Nasdaq 100

This Finforge-N3 AI model flow starts with the Nasdaq-100 as the asset universe, then chains together three AI model nodes: Screener-N3, Forecast-N3, and a second Screener-N3 before portfolio construction.
The idea is simple: first narrow the universe to more interesting candidates, then forecast their near-term return potential, then select the Top N forecasts to optimize against a benchmark before sending the results into portfolio construction. This creates a practical workflow where screening, forecasting, selection, and position sizing work together instead of as separate steps.
In this template, Screener-N3 uses data types including Total Current Assets and Price. Total Current Assets is the sum of assets the company expects to convert to cash or use within roughly the next year (for example, cash, receivables, and inventory), which helps describe near-term resources and operating flexibility. Price is the market’s current per-share value for the stock, reflecting what participants are willing to pay right now.

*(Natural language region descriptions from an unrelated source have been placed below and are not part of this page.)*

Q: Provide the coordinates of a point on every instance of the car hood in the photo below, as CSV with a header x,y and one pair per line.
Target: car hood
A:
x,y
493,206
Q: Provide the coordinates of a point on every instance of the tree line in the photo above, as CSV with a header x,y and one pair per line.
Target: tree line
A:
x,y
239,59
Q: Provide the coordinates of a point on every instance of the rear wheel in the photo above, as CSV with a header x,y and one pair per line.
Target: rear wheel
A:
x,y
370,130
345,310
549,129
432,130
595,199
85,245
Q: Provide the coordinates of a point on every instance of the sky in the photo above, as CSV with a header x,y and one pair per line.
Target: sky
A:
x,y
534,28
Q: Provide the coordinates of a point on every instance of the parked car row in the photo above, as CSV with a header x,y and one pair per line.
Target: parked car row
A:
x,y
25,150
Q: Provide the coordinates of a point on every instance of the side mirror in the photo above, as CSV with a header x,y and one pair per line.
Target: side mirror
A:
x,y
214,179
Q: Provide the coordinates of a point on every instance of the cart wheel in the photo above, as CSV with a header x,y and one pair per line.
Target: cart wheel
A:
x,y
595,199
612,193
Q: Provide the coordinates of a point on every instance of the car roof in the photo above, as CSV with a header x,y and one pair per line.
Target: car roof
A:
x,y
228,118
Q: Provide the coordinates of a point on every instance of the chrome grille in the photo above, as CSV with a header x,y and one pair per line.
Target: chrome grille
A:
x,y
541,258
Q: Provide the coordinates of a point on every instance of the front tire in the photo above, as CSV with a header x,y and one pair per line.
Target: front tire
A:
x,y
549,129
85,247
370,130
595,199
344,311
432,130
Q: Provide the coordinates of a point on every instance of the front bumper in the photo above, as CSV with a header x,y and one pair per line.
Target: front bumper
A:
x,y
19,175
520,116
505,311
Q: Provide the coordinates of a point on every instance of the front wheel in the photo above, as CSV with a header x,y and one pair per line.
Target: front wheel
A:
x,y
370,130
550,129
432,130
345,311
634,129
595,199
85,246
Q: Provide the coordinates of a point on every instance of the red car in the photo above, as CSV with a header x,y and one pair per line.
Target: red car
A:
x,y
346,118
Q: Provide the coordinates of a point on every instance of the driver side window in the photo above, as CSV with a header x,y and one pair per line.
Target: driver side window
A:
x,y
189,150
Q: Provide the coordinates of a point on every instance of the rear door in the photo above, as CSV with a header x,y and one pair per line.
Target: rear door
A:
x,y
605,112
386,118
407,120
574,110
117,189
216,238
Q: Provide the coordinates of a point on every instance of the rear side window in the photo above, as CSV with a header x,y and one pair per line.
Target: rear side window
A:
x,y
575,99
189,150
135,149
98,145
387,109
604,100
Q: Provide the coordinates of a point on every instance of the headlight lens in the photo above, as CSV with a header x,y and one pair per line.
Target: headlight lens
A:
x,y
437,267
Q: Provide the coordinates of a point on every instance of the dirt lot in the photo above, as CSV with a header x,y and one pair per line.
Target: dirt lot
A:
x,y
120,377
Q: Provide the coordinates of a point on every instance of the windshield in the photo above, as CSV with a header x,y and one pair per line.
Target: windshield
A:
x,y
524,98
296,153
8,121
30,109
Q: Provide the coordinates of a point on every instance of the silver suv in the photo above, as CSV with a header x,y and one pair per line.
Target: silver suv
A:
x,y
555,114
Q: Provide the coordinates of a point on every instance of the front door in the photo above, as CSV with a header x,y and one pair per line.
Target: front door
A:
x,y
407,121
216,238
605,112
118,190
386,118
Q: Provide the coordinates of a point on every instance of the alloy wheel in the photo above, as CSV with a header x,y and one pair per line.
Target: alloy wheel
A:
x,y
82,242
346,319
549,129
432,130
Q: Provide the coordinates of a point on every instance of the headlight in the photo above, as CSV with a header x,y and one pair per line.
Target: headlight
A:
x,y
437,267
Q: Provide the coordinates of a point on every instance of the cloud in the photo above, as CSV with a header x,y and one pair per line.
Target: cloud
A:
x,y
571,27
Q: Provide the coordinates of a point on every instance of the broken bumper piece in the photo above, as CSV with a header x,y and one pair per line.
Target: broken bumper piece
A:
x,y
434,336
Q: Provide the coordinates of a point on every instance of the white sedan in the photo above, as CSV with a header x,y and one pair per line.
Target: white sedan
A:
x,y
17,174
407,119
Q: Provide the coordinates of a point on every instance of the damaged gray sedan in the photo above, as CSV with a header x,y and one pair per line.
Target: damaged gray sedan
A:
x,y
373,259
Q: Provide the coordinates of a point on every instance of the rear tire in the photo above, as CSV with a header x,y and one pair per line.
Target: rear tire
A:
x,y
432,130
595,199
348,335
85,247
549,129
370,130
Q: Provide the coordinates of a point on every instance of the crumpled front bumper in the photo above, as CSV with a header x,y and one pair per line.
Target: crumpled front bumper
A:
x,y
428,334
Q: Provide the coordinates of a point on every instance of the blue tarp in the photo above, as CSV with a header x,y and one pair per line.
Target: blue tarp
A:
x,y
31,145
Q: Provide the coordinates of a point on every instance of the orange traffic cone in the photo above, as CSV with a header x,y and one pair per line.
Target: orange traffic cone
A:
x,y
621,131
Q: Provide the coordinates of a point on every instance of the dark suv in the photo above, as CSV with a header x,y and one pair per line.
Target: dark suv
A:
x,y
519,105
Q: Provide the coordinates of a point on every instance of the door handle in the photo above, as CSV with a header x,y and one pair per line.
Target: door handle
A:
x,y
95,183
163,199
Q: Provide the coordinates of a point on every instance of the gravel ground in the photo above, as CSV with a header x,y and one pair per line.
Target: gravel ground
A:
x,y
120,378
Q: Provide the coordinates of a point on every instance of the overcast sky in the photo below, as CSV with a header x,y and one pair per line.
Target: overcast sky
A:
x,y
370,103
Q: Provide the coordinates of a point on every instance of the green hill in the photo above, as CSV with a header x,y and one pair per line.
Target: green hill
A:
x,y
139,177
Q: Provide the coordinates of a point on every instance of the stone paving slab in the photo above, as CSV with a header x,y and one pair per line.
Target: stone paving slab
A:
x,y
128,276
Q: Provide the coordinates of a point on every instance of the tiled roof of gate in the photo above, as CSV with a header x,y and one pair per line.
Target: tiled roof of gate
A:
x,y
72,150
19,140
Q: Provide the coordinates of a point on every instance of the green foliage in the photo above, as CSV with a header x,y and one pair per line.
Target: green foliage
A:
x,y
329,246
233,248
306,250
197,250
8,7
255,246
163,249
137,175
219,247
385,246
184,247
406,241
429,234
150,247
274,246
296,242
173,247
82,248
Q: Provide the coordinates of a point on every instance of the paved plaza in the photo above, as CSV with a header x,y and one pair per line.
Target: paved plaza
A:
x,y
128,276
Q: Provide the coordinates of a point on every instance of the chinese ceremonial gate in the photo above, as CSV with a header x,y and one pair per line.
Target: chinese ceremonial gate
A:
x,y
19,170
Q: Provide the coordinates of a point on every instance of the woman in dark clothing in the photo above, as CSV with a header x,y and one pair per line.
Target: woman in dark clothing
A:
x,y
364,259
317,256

Together, these inputs give the screener both a balance-sheet liquidity/resources lens (what the company has available in the near term) and a market pricing lens (what the stock trades at).
Screener-N3 is an AI model node that continually learns from new market dynamics instead of relying on fixed screening rules. Its role is to filter the Nasdaq-100 toward stocks with stronger potential versus the benchmark.
The selected names are then passed to Forecast-N3, another AI model node, built for continual deep learning forecasting. Forecast-N3 focuses more directly on price dynamics and estimates near-term return direction and magnitude.
After forecasting, the second Screener-N3 ranks and selects the Top N forecasts to create a tighter candidate set for benchmark-aware optimization in portfolio construction.
Chaining the nodes is meaningful because they solve different parts of the problem. Screener-N3 helps reduce noise by finding better candidates, Forecast-N3 complements it by analyzing price behavior and short-term timing, and the second Screener-N3 concentrates the signal by selecting the strongest forecasts before optimization and position sizing.